Pemilik penyewaan payau pun menjelaskan bahwa upacara samsom adalah ritual yang akan diikuti oleh semua penduduk tanah Waigeo dengan menutup seluruh akses masuk ke tanah Waigeo, sehingga semua orang dilarang keluar tanah Waigeo sebelum ritual selesai. Upacara ritual tersebut merupakan upacara bakti kepada penjaga laut yang dipercaya menjaga kesuburan kepada mahluk hidup di laut sekaligus pelindung tanah Waigeo.
Seorang Mirinyo adalah petugas upacara ritual tersebut yang akan membacakan doa di telaga bintang, tepat di belakang keraton Misool selama upacara berlangsung saat matahari terbit hingga tenggelam.
“Upacara ritual tersebut kan besok, kenapa sekarang tidak bisa?” ucap Galigo.

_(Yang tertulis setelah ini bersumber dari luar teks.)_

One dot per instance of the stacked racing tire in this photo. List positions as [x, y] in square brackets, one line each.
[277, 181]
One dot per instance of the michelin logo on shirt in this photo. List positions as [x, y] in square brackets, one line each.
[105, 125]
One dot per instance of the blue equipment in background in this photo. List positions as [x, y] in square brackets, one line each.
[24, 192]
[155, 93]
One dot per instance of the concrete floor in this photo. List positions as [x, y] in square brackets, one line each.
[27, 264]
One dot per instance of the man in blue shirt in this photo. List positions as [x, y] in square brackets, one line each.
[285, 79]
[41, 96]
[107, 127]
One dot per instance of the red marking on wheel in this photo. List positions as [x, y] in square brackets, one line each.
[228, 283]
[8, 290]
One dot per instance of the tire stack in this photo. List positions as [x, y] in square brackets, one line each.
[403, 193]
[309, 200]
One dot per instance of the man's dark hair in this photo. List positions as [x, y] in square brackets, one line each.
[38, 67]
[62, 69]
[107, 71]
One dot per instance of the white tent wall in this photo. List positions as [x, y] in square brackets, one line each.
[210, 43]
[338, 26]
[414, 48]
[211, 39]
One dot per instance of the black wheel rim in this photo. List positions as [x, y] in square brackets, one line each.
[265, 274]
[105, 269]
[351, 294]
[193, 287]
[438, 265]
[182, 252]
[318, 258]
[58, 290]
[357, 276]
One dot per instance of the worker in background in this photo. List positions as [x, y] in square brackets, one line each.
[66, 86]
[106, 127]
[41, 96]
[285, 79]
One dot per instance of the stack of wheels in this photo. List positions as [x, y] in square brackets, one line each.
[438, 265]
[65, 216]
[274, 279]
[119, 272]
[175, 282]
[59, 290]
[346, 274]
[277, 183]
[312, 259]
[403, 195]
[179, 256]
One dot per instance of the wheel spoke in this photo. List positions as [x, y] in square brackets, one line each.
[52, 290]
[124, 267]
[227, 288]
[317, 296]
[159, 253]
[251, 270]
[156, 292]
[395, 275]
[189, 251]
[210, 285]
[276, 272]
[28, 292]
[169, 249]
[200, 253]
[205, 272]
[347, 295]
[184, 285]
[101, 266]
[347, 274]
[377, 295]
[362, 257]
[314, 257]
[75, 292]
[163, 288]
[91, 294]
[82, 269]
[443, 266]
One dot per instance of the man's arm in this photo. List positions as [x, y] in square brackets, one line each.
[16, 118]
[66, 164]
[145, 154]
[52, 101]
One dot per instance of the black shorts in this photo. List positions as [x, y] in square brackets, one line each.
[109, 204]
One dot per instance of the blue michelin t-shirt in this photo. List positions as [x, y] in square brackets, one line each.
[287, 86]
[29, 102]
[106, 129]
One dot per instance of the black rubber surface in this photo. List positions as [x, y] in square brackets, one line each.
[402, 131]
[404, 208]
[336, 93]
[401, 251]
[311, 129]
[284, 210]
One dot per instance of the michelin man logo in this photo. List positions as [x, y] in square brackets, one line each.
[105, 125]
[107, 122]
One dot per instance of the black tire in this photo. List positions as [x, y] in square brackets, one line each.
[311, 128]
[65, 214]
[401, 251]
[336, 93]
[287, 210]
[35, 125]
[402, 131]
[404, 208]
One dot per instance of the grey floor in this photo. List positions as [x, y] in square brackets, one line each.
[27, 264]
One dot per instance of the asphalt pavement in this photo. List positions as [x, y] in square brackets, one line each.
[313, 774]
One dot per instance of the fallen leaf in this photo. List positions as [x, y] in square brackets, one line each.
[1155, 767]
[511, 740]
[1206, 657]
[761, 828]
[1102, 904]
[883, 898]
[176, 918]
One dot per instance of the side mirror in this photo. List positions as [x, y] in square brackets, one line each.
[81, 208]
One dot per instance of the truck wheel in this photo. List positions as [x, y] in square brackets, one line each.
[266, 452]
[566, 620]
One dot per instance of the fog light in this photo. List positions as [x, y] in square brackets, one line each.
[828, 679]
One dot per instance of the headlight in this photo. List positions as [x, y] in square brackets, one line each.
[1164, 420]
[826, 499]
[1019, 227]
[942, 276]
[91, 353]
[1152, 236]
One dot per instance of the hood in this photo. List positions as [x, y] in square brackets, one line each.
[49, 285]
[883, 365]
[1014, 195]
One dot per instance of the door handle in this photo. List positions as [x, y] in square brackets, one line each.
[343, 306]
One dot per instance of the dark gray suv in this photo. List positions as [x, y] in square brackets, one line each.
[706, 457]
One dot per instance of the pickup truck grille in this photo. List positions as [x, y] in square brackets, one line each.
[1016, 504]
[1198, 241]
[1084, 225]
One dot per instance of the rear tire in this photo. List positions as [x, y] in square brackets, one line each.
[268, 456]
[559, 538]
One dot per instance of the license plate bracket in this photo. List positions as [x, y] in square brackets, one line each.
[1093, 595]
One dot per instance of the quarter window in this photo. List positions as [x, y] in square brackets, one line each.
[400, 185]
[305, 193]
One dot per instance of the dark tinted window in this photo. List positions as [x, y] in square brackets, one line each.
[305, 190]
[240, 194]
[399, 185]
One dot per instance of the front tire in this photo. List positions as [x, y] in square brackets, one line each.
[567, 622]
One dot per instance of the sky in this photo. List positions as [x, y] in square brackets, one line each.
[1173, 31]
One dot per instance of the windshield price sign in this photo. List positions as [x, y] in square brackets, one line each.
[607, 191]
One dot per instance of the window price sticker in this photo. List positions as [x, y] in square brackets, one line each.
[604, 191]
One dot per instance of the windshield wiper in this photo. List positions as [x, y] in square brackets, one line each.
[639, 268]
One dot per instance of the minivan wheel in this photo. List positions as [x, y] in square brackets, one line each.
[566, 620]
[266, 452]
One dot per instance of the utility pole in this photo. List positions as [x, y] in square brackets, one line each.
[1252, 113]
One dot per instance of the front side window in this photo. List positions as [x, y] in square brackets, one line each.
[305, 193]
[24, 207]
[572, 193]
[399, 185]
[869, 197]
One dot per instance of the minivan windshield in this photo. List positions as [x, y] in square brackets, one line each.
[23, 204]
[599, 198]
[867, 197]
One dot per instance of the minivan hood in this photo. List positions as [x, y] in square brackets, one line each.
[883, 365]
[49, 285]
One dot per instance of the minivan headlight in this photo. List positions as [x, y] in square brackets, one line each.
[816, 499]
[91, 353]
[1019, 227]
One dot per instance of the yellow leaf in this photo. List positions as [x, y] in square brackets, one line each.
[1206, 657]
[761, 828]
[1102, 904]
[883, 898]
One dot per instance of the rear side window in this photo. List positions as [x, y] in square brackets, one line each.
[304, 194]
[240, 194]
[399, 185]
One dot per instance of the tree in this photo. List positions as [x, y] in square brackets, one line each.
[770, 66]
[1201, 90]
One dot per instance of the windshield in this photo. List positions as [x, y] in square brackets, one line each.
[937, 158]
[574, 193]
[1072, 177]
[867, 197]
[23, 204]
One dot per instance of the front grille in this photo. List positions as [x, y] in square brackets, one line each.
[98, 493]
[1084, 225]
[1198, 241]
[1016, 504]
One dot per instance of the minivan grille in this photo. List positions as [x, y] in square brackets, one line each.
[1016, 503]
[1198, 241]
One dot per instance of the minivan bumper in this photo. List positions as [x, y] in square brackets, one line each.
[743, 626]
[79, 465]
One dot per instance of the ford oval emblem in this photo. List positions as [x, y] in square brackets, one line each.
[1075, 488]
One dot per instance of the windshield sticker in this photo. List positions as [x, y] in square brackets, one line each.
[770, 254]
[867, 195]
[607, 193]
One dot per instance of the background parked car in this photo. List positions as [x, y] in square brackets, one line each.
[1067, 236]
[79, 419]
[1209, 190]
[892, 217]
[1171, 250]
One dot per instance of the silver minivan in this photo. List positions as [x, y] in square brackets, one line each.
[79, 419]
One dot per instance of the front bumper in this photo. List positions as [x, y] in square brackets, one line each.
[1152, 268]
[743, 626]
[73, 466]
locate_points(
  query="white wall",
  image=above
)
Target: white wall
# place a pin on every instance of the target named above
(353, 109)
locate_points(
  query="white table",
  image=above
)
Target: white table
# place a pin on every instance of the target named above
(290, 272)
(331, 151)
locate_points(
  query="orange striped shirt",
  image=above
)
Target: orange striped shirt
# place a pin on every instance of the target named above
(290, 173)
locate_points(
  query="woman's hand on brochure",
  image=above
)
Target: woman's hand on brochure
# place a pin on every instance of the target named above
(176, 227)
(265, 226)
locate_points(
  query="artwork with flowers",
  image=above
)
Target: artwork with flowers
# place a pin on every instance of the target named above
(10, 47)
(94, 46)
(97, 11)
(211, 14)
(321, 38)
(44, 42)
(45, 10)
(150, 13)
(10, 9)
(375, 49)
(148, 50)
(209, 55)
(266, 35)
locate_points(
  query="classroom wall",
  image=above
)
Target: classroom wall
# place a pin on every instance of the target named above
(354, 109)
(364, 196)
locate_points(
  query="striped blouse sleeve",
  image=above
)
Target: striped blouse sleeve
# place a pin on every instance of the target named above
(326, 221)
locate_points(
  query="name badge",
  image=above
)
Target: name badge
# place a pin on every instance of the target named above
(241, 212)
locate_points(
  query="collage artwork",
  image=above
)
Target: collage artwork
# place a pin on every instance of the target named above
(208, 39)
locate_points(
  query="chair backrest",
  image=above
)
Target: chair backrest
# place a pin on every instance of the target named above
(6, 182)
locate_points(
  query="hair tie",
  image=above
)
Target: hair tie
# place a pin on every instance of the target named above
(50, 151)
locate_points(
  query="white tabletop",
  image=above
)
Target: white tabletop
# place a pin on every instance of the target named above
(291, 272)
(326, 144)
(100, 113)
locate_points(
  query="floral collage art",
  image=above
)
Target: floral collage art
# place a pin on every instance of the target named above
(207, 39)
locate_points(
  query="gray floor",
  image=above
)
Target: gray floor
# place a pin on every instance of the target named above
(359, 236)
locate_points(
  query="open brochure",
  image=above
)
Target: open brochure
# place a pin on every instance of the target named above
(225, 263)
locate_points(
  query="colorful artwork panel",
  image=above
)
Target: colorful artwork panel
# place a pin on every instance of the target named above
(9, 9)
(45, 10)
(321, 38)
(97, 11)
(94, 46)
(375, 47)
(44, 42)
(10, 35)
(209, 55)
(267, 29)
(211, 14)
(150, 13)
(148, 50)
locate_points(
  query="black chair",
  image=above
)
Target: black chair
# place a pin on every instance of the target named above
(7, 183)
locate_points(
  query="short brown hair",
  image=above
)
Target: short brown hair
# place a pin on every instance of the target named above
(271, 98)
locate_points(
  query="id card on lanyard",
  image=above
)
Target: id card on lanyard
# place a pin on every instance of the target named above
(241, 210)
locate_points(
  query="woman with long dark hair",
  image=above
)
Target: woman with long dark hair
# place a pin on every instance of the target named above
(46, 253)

“Sebab para Mirinyo kan ada buat gasamsom di keliling tanah Waigeo sebagai tanda larangan, jika sa melanggar tradisi ini maka bencana bisa ada terjadi.” Pemilik penyewaan payau yang ramah pun memberikan penawaran. “Baiknya kamorang semalam lagi menginap dan besok malam sa antar kamorang ke tanah Arfak.”
“Apa boleh buat, aku juga penasaran dengan upacara samsom,” kata Sandanu santai.
“Aku setuju dengan ka Danu,” sahut Boe. “Kita juga bisa mengikuti perayaan yang hanya setahun sekali dan kita beruntung datang di waktu yang tepat.”
“Kalau begitu, apa ada penginapan terdekat di pelabuhan ini?” tanya Mutia
Pemilik penyewa payau pun segera menanggapi. “Rekan sa pu banyak rumah sewa, bisa sa antar kamorang lau mao.”
“Bagaimana Isogi?” Galigo meminta Isogi yang memutuskan.
“Trapapa,” jawab Isogi. “Tapi paman, apa boleh kitorang dapatkan potongan untuk penginapannya?”
“Baiklah, ko su bayar setengah tuk perjalanan payau.” Pemilik penyewaan payau mengajak mereka menemui rekannya.
Kali ini, penginapan yang mereka dapat ada di belakang pulau karang dan tepat di garis perbatasan. Saat para Mirinyo membacakan mantra gasamsom, sebuah tanda larangan tercipta di sekitar tanah Waigeo. Mereka pun bisa menikmati tanda langan yang berbentuk air mancur saling silang.
Di malam hari, festival malam samsom pun berlangsung meriah saat semua penduduk menerbangkan ribuan lampion. Sepanjang jalan besar, orang-orang menikmati jajanan malam yang dibagikan secara gratis. Semua penduduk menyediakan hal itu untuk saling berbagi. Mereka semua mendapat makan malam gratis.